Retrospective Strand

When I look back at my first two posts, I regret not adding more multimedia aspects. This is merely part of the learning curve – however I wish I’d picked up the knack a little bit earlier, like my coursemates Joanna and Carl did!

Furthermore,  I wish I had taken the time to consider topics from less obvious different angles – as some of my peers did to great effect. However, this is only a minor regret, as through the reading and commenting process I was still able to learn about, and engage with, new content.

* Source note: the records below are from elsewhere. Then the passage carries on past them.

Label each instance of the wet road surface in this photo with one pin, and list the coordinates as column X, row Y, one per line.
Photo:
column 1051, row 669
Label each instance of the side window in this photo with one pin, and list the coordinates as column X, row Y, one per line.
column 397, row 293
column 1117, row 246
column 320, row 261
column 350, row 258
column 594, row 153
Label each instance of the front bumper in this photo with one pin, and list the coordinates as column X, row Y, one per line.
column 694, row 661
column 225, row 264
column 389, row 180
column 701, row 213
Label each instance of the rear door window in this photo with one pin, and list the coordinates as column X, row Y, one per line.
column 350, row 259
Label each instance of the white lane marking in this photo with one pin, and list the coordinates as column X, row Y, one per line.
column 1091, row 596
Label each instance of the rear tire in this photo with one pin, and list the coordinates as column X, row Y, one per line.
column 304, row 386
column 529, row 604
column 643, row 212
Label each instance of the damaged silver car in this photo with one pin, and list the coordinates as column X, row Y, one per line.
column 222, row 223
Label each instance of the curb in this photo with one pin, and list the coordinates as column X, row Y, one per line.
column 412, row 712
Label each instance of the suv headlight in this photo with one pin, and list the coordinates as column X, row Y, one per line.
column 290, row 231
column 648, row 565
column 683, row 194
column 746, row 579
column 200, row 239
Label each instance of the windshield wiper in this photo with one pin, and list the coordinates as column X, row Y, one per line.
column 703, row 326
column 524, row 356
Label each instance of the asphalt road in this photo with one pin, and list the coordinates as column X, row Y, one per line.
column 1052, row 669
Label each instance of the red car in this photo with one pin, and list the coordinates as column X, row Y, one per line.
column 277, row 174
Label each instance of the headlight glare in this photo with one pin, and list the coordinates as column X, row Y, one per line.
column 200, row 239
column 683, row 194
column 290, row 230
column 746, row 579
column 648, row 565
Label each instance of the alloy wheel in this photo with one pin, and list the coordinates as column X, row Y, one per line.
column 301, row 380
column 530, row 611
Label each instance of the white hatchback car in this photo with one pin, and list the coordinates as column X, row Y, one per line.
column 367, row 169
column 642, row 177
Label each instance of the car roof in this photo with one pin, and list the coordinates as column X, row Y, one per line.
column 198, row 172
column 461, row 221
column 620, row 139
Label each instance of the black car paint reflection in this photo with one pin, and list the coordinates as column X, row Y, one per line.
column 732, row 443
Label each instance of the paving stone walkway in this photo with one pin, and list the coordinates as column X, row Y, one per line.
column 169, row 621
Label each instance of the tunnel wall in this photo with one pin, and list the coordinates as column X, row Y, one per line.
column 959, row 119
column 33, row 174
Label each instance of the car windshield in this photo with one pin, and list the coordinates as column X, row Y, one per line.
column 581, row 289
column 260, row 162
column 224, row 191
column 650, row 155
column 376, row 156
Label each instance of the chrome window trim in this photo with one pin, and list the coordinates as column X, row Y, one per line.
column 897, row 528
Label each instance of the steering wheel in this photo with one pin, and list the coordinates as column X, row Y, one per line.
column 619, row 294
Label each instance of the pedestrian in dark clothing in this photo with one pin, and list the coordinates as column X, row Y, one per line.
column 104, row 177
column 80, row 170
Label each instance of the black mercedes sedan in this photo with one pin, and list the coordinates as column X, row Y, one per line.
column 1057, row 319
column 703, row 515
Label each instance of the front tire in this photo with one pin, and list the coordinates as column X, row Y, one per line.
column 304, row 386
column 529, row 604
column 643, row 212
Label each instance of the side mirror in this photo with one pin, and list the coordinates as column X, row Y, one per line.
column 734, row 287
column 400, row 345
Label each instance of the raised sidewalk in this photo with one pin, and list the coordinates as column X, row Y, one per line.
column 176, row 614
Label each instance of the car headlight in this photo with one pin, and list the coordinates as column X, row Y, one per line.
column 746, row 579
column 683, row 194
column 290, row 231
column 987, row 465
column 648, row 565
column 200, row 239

Crucially, I learnt that I do have an ability to manage time within me! Having never been good at time management in the past, the prospect of weekly deadlines was rather daunting. However, by the end of the module, I had devised a schedule of how I would ensure that I had written each blog in time for the deadline.

Self-Made, 2018

This approach ensure that I spent proportionate time on reading, researching, writing and creating, in order to have an interesting, yet informative, post.

My time management was really tested when I had some personal circumstances in the middle of Topic 3, but I still managed to post my blog on time.


Sub-Stratum Strand

Being a law student, my essays are often over 3000 words. This allow me relative freedom to use fanciful language, and repeat points for emphasis. However, this was not the case in this module – having a 300 word limit per post.

Whilst I have been exposed to to short word counts (Twitter), using such a minute word count in an assessed module was a different beast altogether. This  limit forced me to adapt my writing style to be concise and punchy, whilst still conveying the crucial information. Most pertinently, I learnt that I wasn’t always able to talk about every aspect of the topic, and as such I narrowed my focus early on.

The ability to summarise vast bodies of information into short, easy to read posts will no doubt come in great use in the future when I have to explain crucial aspects long legal cases to clients.

To add to this, learning about fake news helped me face up to reality a little better. I say this as in my dissertation was a source which was crucial for the making of one of my points. However, I had long had doubts about the validity of the source, but continued using it as I couldn’t find anything else on the topic. However, by applying my own content reliability checker –  “CRAP” –  I was able to appreciate that the source was not reliable, and that consciously including an unreliable source would bring ethical questions over the validity and accuracy of the whole piece.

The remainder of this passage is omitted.